At Queen's Park, he won the Scottish Cup three times in 1884, 1886 and 1890, gaining additional medals in the Glasgow Cup and Glasgow Merchants Charity Cup, typically partnered by Andrew Holm and later by Bob Smellie. He also won FA Cup runners-up medals in 1884 and 1885. He switched to St Bernard's on a permanent basis (making all but one of his Scottish Football League appearances with the Edinburgh club) following a dispute with Queen's Park regarding being overlooked for the later stages of the 1892–93 Scottish Cup, but did not play for Belfast side Linfield as reported in some sources – this player, who won an Irish Cup medal, was Willie Arnott, brother of Wattie.

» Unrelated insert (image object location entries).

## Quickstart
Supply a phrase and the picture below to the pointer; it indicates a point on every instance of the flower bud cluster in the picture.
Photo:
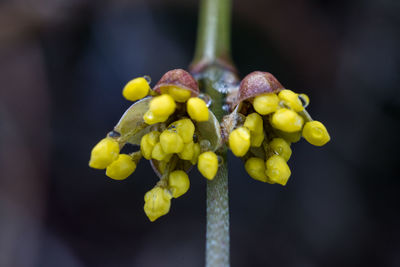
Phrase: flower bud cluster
(168, 139)
(274, 118)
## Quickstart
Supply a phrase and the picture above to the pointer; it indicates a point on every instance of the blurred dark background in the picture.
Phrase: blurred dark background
(62, 67)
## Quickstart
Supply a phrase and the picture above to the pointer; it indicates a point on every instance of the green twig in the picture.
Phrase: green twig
(213, 68)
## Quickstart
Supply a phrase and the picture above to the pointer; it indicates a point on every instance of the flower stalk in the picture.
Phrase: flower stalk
(214, 70)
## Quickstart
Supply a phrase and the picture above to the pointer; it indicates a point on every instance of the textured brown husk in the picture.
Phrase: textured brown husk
(257, 83)
(179, 78)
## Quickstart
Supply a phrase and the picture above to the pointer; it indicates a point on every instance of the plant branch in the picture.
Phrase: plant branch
(213, 33)
(213, 68)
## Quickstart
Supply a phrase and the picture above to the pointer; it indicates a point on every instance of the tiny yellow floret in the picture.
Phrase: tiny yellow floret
(185, 128)
(266, 103)
(150, 118)
(197, 109)
(208, 164)
(171, 142)
(277, 170)
(196, 153)
(178, 183)
(187, 152)
(291, 99)
(255, 167)
(178, 94)
(287, 120)
(157, 203)
(281, 147)
(158, 153)
(136, 89)
(254, 122)
(162, 106)
(104, 153)
(305, 99)
(315, 133)
(256, 139)
(121, 168)
(239, 141)
(148, 142)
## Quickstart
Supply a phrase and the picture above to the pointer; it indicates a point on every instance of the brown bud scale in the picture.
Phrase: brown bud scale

Arnott was capped 14 times by Scotland between 1883 and 1893. He appeared in ten consecutive matches against England, a Scottish record, although it has been noted that the results of those matches were not always in Scotland's favour, with the style of play used by Queen's Park differing from that used by the likes of Renton and Celtic, and some defensive partnerships from the different 'schools' being ineffective. The SFA honoured Arnott by presenting him with a special International Cap to commemorate his achievement – this is now displayed at the Scottish Football Museum.

==Other sports==
Arnott was also a noted bowls, cricket, and tennis player. He was also an avid yachtsman. He was also Secretary of the Crossmyloof Curling Club from 1912 to 1931.